Não dá para ficar indiferente a um enredo que se propõe observar um espaço fixo, enquanto o tempo se desdobra ao seu redor. Aqui (Here, 2024), adaptação do aclamado quadrinho de Richard McGuire, abraça a essência dessa premissa e a eleva com uma ambição cinematográfica que salta aos olhos… mas não necessariamente o coração. Dirigido por Robert Zemeckis (vindo de Pinocchio, 2022), que assina o roteiro com Eric Roth (vindo de Assassinos da Lua das Flores, 2023), o filme adota uma narrativa não-linear que atravessa milênios, mergulhando nas histórias de uma única sala e de seus habitantes ao longo do tempo. O uso de telas subdivididas e a tecnologia de rejuvenescimento do elenco — com destaque para Tom Hanks e Robin Wright, reunidos novamente após Forrest Gump — configuram um exercício formal que encanta pela inovação visual, mas tropeça em sua falta de alma narrativa.

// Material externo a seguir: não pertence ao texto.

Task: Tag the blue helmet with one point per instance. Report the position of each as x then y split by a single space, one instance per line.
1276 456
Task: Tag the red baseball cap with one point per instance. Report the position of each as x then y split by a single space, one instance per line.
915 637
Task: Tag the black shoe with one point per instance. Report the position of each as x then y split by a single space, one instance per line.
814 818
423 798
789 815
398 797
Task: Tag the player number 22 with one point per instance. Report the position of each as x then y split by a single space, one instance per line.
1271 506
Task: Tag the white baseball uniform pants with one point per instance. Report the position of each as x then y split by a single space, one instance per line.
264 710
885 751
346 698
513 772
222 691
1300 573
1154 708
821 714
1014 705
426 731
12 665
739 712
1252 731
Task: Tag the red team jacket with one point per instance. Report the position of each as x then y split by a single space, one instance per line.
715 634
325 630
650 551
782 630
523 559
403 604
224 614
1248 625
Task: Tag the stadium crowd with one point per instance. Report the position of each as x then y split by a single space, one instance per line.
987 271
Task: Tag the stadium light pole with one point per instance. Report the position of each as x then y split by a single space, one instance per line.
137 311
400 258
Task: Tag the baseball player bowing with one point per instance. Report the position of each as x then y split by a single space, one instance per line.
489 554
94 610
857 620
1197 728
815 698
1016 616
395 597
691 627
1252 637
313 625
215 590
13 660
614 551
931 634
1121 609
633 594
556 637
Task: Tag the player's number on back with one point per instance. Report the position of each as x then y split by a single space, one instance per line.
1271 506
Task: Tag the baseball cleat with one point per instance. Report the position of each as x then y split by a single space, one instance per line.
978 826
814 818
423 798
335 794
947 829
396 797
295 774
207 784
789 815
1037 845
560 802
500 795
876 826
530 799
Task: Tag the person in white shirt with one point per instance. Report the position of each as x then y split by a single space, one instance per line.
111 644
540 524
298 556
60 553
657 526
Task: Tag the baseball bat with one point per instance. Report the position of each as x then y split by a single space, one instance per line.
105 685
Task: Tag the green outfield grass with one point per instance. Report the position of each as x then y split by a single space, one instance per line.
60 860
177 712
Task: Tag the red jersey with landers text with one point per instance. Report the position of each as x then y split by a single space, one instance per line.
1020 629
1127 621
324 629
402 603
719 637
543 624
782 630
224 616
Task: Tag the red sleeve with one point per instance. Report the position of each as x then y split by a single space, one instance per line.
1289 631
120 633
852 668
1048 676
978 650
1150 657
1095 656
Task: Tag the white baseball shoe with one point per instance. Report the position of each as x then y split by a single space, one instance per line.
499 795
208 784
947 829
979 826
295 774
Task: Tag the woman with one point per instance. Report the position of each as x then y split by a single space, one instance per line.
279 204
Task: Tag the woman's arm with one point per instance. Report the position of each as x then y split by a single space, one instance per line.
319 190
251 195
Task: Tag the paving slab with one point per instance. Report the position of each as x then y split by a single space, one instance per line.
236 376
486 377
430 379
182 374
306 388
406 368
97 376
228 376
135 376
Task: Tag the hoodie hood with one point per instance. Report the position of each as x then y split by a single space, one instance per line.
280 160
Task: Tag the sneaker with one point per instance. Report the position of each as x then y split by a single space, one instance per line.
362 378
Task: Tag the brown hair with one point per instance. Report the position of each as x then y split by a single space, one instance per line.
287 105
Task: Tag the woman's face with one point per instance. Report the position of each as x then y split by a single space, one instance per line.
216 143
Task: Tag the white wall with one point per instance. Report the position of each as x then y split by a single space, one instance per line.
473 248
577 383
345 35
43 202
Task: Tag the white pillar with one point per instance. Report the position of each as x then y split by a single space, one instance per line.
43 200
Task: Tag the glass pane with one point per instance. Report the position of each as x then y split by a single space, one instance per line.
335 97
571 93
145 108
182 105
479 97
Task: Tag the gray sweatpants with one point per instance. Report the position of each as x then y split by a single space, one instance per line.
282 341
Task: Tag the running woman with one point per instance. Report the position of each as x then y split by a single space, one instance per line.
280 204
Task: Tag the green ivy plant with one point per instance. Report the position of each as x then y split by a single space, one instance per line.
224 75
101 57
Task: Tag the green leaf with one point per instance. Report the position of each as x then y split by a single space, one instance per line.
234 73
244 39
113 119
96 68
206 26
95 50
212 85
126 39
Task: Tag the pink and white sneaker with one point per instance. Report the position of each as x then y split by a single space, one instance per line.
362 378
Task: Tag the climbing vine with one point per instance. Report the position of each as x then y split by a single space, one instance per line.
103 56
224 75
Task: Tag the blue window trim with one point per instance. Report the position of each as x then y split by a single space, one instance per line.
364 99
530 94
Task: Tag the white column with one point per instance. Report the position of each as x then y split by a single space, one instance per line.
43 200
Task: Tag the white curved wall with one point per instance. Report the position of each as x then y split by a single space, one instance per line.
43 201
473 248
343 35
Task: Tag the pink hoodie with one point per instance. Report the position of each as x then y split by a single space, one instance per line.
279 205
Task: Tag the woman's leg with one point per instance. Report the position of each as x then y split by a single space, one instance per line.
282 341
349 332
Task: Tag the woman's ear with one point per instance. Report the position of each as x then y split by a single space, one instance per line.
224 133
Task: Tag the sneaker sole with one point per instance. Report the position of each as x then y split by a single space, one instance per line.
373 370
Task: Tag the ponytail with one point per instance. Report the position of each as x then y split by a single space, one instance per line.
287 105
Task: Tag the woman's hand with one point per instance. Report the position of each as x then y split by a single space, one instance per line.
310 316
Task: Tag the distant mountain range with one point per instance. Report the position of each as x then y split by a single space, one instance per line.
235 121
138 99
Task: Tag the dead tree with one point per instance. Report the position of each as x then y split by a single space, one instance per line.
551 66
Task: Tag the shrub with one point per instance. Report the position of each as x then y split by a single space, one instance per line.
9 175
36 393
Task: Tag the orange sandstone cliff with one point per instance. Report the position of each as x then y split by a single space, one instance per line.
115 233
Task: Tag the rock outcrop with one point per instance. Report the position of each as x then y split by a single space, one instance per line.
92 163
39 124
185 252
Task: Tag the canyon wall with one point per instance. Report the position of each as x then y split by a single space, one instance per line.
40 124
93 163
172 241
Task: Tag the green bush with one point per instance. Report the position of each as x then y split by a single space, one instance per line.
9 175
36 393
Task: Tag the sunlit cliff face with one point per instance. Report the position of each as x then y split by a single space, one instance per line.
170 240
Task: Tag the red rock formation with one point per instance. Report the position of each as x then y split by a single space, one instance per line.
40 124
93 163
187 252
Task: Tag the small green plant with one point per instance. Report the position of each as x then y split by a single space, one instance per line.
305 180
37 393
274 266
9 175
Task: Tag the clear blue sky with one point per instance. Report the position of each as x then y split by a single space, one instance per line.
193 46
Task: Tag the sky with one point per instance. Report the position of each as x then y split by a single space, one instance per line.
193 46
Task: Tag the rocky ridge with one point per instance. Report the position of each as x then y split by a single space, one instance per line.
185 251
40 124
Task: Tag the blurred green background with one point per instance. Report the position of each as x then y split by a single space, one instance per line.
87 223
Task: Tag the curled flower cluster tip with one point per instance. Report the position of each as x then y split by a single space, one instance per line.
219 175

A atenção dada pela produção aos elementos técnicos de Aqui não pode ser subestimada. A escolha de uma câmera fixa no centro da sala como ponto de vista do espectador encapsula a essência do material original: um espaço como protagonista quase nunca silencioso. Cada quadro dividido e cada sobreposição de tempo é um convite ao público para contemplar as camadas de vivências que coexistem num mesmo lugar. Há um dinamismo extraordinário na forma como a mise-en-scène de Zemeckis captura as transformações do ambiente — um cenário ora estático, ora vivo — e como o tempo traz novas pessoas, gostos, necessidades, sonhos, frustrações e ações à tona. Visualmente, é um “espetáculo técnico” que brinca com a nossa percepção utilizando a linguagem cinematográfica.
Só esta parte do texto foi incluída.